The 1927 set runs the
gamut from the Purcellian Lambert (Herbert
not Constant) piece to the Hughes which
is full of fervent energy to the apposite
prancing and prinking of Sargent’s
Fantastic Sprite. Foss’s Dump
(Hubert Foss of OUP fame and a composer
in his own right) is bass gloomy while
My Lord Sandwich's Dream is Finzian
in that composer’s grand Bachian manner.
Howells set various poems by Walter
de la Mare and probably revered his
work as highly as Finzi revered that
of Hardy. The De La Mare Pavane has
a halting pulse. Sir Hugh's Galliard
is chipper while Howells reserves
to himself an Enigma-like self
portrait in HH His Fancy.
is in two books: 1941 and 1961. The
first book’s highlights include the
Warlockian danserye and droop of Patrick’s
Siciliano (composer Patrick Hadley)
- a mood that returns for Dart's
Sarabande. Then there is the verve
of Jacob's Brawl and Boult’s
Brangill and the mischievous urchinry
that is Arnold's Antic. Rubbra's
Soliloquy is harmonically ambiguous
suggesting the darkness and density
of line of Van Dieren’s complex scores.
Newman's Flight is fey and skippingly
fugal. The envoi is Dyson's Delight
- all brusqueness and storm.
The Second Book starts
with EB’s Fanfarando which is
Howells at his most eager and bright.
Finzi's Rest is a sure-footed
and touching emulation of the Finzi
style in the manner of the Romance
and the Eclogue. Vaughan Williams
gets two consecutive pieces: the Tallis
Ralph’s Pavane and the sparkling
Ralph’s Galliard which distinctively
catches RVW's harmonic flavour. Berkeley's
Hunt is caustic and wild-eyed. Bliss's
Ballet (very appropriate given Bliss’s
contribution to English ballet) echoes
the exuberance of Music For Strings.
The sequence ends with Walton's Toye;
this is Walton at the charge but with
a life-filled peppering of Petrushka.
Paul Spicer guides
us illuminatingly through the background
to these two sequences of music.
I have to say that
for me these pieces do not entirely
escape a touch of amber-preserved fashion.

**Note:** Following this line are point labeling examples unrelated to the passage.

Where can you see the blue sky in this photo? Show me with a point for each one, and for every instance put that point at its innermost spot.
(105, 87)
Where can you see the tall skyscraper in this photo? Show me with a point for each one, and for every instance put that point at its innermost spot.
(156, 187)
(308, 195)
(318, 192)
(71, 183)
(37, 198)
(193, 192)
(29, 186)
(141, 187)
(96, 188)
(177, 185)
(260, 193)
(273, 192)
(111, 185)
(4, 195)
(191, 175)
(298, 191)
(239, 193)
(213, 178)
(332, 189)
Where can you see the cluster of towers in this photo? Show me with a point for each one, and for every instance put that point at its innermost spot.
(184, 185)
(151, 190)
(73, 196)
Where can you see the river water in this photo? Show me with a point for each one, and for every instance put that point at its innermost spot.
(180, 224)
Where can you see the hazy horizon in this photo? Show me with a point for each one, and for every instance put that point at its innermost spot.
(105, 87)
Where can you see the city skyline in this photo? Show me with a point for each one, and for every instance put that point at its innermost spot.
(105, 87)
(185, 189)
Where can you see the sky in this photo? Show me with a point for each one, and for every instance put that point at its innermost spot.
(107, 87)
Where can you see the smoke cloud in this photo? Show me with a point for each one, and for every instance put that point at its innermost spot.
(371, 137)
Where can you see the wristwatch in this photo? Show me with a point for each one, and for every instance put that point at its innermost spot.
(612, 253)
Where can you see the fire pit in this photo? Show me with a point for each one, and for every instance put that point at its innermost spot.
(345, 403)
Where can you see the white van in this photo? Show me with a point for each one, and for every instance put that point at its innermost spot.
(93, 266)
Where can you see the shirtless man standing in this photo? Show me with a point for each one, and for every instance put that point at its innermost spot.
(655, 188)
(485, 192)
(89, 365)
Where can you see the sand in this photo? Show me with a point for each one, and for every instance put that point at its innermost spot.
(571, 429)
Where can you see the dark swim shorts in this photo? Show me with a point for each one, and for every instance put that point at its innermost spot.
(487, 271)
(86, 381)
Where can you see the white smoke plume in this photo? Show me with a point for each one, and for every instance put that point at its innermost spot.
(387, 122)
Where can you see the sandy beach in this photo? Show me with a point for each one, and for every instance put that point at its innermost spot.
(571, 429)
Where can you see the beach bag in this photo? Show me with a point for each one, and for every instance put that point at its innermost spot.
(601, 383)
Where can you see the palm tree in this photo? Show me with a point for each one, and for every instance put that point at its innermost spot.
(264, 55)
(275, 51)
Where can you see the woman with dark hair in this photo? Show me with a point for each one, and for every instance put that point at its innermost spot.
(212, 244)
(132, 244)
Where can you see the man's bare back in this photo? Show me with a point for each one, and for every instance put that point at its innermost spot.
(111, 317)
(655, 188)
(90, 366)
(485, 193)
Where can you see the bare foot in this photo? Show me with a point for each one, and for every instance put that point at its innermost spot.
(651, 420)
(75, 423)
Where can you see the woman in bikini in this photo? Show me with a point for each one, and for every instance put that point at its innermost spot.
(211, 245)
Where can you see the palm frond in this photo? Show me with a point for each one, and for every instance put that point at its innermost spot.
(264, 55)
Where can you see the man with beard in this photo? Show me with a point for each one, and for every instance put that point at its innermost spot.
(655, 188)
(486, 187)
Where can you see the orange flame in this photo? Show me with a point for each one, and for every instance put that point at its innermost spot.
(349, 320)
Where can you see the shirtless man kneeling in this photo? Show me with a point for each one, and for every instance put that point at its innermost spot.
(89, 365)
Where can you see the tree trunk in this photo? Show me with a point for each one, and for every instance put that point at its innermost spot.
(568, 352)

There is nothing damning in this; much
the same applies to Vaughan Williams’
opera The Poisoned Kiss a most
engaging and touching operatic piece
wonderfully recorded by Chandos.
John McCabe is surely
the ideal pianist here making a fine
advocate for these substantial miniatures.
He has a long tradition in performing
British music and his empathy with these
pieces is surely illuminated and intensified
by his own experience as a composer.